Russia's Foreign Ministry on Wednesday denied reports that expulsions of Turkish students from Russian universities were driven by political motives amid a dispute between Moscow and Ankara, but urged Russian organizations to avoid “overzealousness” toward Turkish nationals.
The ministry was responding to a flurry of media reports and accounts by Turkish student associations in Russia, claiming that a number of universities have expelled Turkish students amid the two countries' increasingly sour relations over the downing of a Russian Su-24 fighter-bomber near the border with Syria.
The ministry said it has only been able to verify the expulsion of eight Turkish students from the Voronezh Institute of High Technologies.
“But this is not linked to any political motives, but to [the students'] academic failure and truancy,” the ministry said in a statement.
Turkish citizens in Russia have been caught up in a backlash after Turkey's shot down the Russian warplane – a hit that Russia's President Vladimir Putin called a “stab in the back by accomplices of terrorists.”
An activist from an association of Turkish students in Russia, Okan Yildiz, has said police and security agents searched the dorm rooms of Turkish students at Obninsk Institute for Nuclear Power Engineering, looking for drugs and accusing the students of sympathizing with “terrorists,” Russian media has reported.
A number of students were expelled after the raid, along with fellow Turkish students in Voronezh and Saratov, in addition to the one in Obninsk, Yildiz was quoted as saying by the Meduza.io news portal.

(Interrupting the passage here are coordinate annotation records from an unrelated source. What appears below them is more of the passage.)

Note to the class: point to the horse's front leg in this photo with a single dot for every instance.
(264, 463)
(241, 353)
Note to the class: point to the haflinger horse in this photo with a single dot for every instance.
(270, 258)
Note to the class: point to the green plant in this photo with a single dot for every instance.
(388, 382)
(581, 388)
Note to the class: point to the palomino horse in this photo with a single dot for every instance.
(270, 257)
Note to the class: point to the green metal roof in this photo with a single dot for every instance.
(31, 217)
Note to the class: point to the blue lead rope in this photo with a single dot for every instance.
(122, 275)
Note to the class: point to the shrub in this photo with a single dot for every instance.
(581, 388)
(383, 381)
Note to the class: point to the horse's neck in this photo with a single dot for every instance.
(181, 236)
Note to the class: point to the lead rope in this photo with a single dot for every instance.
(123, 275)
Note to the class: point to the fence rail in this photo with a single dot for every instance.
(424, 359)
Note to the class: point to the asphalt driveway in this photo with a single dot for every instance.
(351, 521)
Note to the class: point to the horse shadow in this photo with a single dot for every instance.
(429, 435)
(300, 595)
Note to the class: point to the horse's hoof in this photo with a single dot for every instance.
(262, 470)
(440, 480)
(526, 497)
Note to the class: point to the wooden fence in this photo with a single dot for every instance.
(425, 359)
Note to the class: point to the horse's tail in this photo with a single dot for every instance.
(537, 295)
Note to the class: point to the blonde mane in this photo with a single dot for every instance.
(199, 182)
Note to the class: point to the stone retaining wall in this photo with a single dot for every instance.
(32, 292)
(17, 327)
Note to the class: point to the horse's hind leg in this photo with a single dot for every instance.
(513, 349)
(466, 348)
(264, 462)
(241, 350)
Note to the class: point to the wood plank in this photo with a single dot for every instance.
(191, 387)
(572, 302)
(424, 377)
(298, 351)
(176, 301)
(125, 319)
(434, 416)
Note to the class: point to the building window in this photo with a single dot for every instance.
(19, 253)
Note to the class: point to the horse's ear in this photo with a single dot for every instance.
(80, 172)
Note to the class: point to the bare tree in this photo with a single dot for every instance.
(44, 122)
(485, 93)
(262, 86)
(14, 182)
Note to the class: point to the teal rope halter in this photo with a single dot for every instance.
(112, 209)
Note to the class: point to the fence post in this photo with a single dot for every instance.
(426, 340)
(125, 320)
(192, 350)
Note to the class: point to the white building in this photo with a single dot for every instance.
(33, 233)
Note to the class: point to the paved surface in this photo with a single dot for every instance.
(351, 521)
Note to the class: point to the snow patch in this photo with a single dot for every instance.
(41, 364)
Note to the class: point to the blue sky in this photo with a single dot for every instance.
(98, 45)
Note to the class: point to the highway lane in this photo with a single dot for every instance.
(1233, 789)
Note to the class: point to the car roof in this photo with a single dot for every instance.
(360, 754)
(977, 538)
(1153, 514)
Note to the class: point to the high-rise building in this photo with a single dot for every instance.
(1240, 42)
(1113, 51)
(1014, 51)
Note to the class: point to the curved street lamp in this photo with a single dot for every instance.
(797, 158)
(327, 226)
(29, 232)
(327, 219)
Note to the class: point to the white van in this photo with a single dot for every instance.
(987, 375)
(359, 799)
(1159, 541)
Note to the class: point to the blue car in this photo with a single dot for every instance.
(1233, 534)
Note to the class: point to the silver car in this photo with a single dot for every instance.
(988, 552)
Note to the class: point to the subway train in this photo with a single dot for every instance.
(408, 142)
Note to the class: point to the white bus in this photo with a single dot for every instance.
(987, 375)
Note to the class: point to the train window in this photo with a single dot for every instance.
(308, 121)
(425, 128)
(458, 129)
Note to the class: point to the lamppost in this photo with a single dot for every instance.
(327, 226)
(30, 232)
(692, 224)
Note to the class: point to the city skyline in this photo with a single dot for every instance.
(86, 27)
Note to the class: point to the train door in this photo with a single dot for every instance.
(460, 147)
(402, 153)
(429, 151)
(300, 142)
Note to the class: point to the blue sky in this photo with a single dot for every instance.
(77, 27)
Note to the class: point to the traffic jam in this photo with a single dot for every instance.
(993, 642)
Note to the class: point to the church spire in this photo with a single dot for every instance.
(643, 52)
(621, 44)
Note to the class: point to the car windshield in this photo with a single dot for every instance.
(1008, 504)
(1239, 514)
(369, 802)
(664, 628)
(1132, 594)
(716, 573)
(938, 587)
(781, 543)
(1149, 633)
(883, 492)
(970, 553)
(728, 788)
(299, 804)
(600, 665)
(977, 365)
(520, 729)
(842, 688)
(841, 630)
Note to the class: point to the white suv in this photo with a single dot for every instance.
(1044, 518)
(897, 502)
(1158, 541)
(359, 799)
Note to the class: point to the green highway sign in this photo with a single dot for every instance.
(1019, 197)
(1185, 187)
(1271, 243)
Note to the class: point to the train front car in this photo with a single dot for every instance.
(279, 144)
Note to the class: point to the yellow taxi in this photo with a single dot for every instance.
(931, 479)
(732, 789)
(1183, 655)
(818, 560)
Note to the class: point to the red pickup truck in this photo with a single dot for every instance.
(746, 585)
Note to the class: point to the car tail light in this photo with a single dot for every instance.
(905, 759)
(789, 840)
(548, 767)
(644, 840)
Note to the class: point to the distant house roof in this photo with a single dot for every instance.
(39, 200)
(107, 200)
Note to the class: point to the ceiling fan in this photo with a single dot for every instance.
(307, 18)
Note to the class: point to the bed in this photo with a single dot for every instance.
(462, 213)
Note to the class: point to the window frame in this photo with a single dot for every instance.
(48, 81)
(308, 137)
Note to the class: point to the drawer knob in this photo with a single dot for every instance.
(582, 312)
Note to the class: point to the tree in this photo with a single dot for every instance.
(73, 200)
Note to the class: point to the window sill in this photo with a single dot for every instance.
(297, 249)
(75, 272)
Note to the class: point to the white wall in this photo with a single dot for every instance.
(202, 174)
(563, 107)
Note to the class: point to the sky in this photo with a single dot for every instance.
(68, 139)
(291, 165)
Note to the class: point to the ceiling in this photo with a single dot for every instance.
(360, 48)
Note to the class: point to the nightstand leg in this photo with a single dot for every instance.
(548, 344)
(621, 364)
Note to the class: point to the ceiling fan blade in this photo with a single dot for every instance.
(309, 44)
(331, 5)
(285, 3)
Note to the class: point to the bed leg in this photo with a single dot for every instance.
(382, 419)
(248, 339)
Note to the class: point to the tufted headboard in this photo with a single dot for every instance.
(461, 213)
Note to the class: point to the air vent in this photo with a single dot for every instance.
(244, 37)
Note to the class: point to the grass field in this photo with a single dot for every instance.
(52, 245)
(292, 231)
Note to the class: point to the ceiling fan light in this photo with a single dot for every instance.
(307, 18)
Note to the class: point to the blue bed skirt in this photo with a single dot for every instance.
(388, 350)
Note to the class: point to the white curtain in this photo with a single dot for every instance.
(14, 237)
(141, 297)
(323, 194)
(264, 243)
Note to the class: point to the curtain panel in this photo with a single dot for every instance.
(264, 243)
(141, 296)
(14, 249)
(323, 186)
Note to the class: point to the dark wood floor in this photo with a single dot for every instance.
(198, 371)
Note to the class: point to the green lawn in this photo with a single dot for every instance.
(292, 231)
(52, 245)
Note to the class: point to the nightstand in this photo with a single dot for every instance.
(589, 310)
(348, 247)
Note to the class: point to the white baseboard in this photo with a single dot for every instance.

The Foreign Ministry's statement quoted President Vladimir Putin as saying the “Russian leadership does not equate the ruling elite of Turkey with the people of that country,” and urged against targeting Turkish students during the dispute.
“We believe that if somewhere such 'overzealousness' takes place, then people who unleash it should be aware that this has a negative effect on the perception of our country above all,” the ministry said.
Turkey says Russia's Su-24 fighter-bomber strayed into its airspace on Nov. 24 and ignored requests to leave, but Moscow denies this and says the shooting was illegal.